If you know The The, you know about the ballads of the most popular release, 1983’s Soul Mining. Some quintessential ’80s Post-Punk Synth-Pop from Britain, leading man Matt Johnson had success only a few years after he formed the band in the late ’70s. Now forty years later a new sound has been unleashed by the band. One that is a little less hopeful but still full of the iconic bass-toned singing. On the brand-new release of Ensoulment on September 6, 2024, Johnson embraces a view of the earth as seen through the gothic lens of Bram Stoker, Mary Stewart, or Mary Shelley.
The The’s first studio album in twenty-five years, is the seventh release by the band overall, if you do not include the time spent making various movie soundtracks through the 2010s and the Radio Cineola trilogy released in 2017. It is well known that The The is a changing cast of characters with only one constant… and that is Matt Johnson. For Ensoulment Johnson wrote and produced all the music, but was joined by DC Collard, Earl Harvin, James Eller, Barrie Cadogan, Gillian Glover, Terry Edwards, and Danny Cummings.
This all taken into consideration, you can thank Gillian Glover for the haunting female vocals that complete “Down By The Frozen River” and James Eller for the droning bass and dark movements that blend the songs into a complete artwork. This is an album with lots of possibilities, it is an exciting full-length release. However, to fully enjoy you must sink into the music and absorb the environmental Goth Rock.
A manifestation of disgust for the modern world. The anger and dissonance is palpable in this album. The best example of this is in the most gothic of the songs “Some Days I Drink My Coffee By The Grave of William Blake.” A mouthful of a title should clue you into the graveyard sounds and haunting vocals of Johnson. Destitute and lonesome, there is also a chilling message sneaking through the drums and it is one of the stronger songs lyrically.
Some of these songs accidentally give way to one of two difficulties. Either they sound cliché and unnatural, or overtly abstract.

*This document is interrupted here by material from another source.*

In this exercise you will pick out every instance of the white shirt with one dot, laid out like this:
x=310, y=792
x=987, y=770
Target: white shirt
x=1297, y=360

Both of these issues result in the song losing its lyrical cornerstone. “Kissing the Ring of POTUS” can make up for it with the stellar atmospheric sound that rushes the ear, but “Cognitive Dissonant” goes a little too far in its 1984-esque descriptors and loses itself despite the drone of ornately dark sound. It is hard to make a song not sound contrived with the bridge and chorus telling you, “Left is Right, Black is White/Inside out, Hope is doubt.” Some pretty basic end-of-the-world speak if that even exists…
Thematically Ensoulment starts low and hopeless, and soars for a moment with the tracks “I Want to Wake Up With You,” “Down By the Frozen River,” and “Risin’ Above the Need,” before dropping back to the muddy underground afterward. These three songs have an escapist mood to them. This is as Johnson turns the gothic wasteland into an obstacle of the mind, and here he must set them aside to see the possibilities of the world. The chances of love, living happily outside of the system, and finding bliss in the bloodstorm, are what these three songs emanate. They pack a punch and when the album is listened to in its entirety, it is these three that wrap the work together. They are the window to the greater world, the reality checks that save the depressive episode from having no purpose.
Furthermore, these cuts lead to arguably the best song on the album, “Linoleum Smooth to the Stockinged Foot.” This electronic pulsating sound is reminiscent of the time when the shoegaze subset of Britpop was making its appearance on the scene. The images built by the lyrics are incomplete and hazy, while the sound of each word is more important than its meaning. The poetry of Johnson moves across the mind as the guitar slowly builds into something greater than simply music. This is an exhibition of sounds meant to be felt, not heard. It is eerie, conflagrant, jazzy, and born from the murk of reality.
In the end, The The’s Ensoulment is a gothic soundscape that visits simple themes with common ideologies. An album leaking with emotional guitar, and chilling piano, while spewing endearingly melancholy themes, CrypticRock gives Ensoulment 4.5 out of 5 stars.